The goal at the start was to hold the graduation ceremony at the end of January. Due to time constraints, they were behind schedule with their after-school sessions, so they ended up holding three meetings on Saturdays.
“The first thing we thought was they would not come,” Venegas said of the students. “But they did.”
The school lost the final week of its fall semester after Lompoc Unified School District officials decided to cancel classes due to poor air quality brought on by the Thomas fire, which was still burning strong in Ventura County in early December. When school resumed this month, Venegas said the first thing she was asked by the students was how they’d make up the time they missed together.
“They were ready to come on another Saturday and we told them no,” she said.
Wednesday’s ceremony wasn’t just for the students to receive certificates, but was actually the final session of the program.
The students had each made an Ojo de Dios, a craft in which a wooden cross is adorned with yarn.
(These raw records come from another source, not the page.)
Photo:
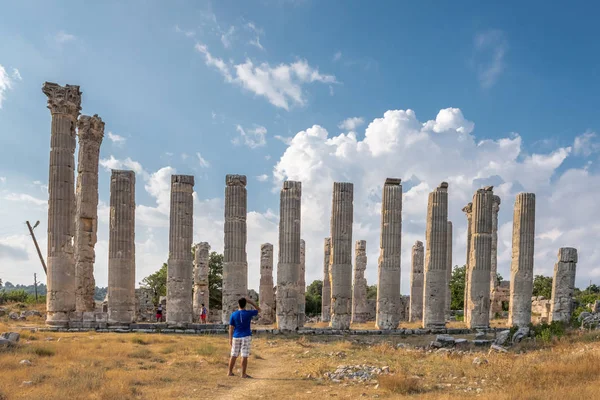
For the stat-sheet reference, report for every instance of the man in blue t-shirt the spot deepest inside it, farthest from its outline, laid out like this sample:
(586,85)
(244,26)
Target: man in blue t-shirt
(240,334)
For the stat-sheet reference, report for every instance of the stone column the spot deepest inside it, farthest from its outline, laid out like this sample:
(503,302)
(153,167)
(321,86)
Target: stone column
(302,285)
(266,297)
(360,312)
(64,103)
(326,290)
(416,282)
(436,262)
(478,295)
(389,309)
(563,285)
(468,210)
(201,271)
(180,264)
(91,132)
(289,255)
(235,261)
(342,211)
(121,248)
(448,270)
(521,266)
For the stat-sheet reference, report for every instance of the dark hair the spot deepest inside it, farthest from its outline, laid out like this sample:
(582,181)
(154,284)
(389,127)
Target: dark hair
(242,302)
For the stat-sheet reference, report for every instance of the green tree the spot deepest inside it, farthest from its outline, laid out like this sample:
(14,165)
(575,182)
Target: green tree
(542,286)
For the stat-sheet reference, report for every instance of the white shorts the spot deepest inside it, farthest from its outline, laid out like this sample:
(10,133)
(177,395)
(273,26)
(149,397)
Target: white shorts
(241,345)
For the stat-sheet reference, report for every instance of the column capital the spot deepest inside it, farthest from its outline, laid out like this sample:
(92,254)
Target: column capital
(63,99)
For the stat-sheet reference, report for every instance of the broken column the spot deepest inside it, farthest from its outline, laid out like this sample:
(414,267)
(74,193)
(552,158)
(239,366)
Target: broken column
(121,248)
(436,261)
(342,209)
(64,103)
(326,290)
(289,255)
(360,310)
(90,132)
(235,261)
(563,285)
(266,296)
(389,309)
(201,271)
(478,295)
(180,264)
(521,266)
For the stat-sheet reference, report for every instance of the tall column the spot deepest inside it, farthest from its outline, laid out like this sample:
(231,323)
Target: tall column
(448,270)
(416,282)
(342,209)
(288,265)
(121,248)
(389,309)
(180,264)
(521,266)
(360,312)
(326,290)
(436,262)
(302,285)
(64,103)
(201,271)
(235,261)
(563,285)
(468,210)
(91,132)
(266,295)
(478,295)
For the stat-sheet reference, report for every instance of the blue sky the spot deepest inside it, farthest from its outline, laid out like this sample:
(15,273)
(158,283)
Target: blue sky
(502,94)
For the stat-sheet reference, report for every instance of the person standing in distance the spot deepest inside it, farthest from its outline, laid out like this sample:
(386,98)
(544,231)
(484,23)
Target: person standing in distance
(240,334)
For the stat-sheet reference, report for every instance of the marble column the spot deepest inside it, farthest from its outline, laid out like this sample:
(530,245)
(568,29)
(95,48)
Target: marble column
(478,295)
(235,261)
(201,271)
(521,266)
(416,282)
(288,266)
(266,296)
(342,209)
(121,249)
(563,285)
(64,103)
(326,290)
(180,281)
(436,263)
(90,132)
(389,309)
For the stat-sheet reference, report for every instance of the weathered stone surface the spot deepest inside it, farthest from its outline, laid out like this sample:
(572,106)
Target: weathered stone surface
(326,291)
(267,296)
(360,308)
(563,285)
(521,267)
(342,209)
(121,248)
(478,295)
(64,103)
(436,262)
(416,282)
(288,266)
(388,284)
(235,261)
(90,132)
(201,270)
(180,264)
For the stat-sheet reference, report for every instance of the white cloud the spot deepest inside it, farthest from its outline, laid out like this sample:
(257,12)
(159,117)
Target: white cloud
(350,124)
(490,49)
(252,138)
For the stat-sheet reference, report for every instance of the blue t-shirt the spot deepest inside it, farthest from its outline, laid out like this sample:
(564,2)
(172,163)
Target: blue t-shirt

The name translates to “God’s Eye” and they are traditionally placed on baby cribs by some cultures so that God can look over and protect the baby.
The students each presented their creations to the person or people who they felt like provided protection for them as they grew up. Most of them chose to give it to a parent or sibling.
Following that, the students passed through a group of parents who formed a metaphorical bridge as they accepted their certificates of completion.
Before concluding, Lompoc High Principal Paul Bommersbach thanked Venegas and Jimenez for their work.
“They did not have to go through this program; they did not have to get trained,” he said, noting that the educators went “above and beyond” for their students.
Bommersbach said he’d like to have the program continue at the school.
Guadarrama said he’s already tried to recruit some of his classmates to give it a chance. When asked if he felt like he and the other participants in the inaugural offering would remain close, he said, “Hopefully.”
“It was a fun experience,” he said. “We’re a big family now. We all got connected.”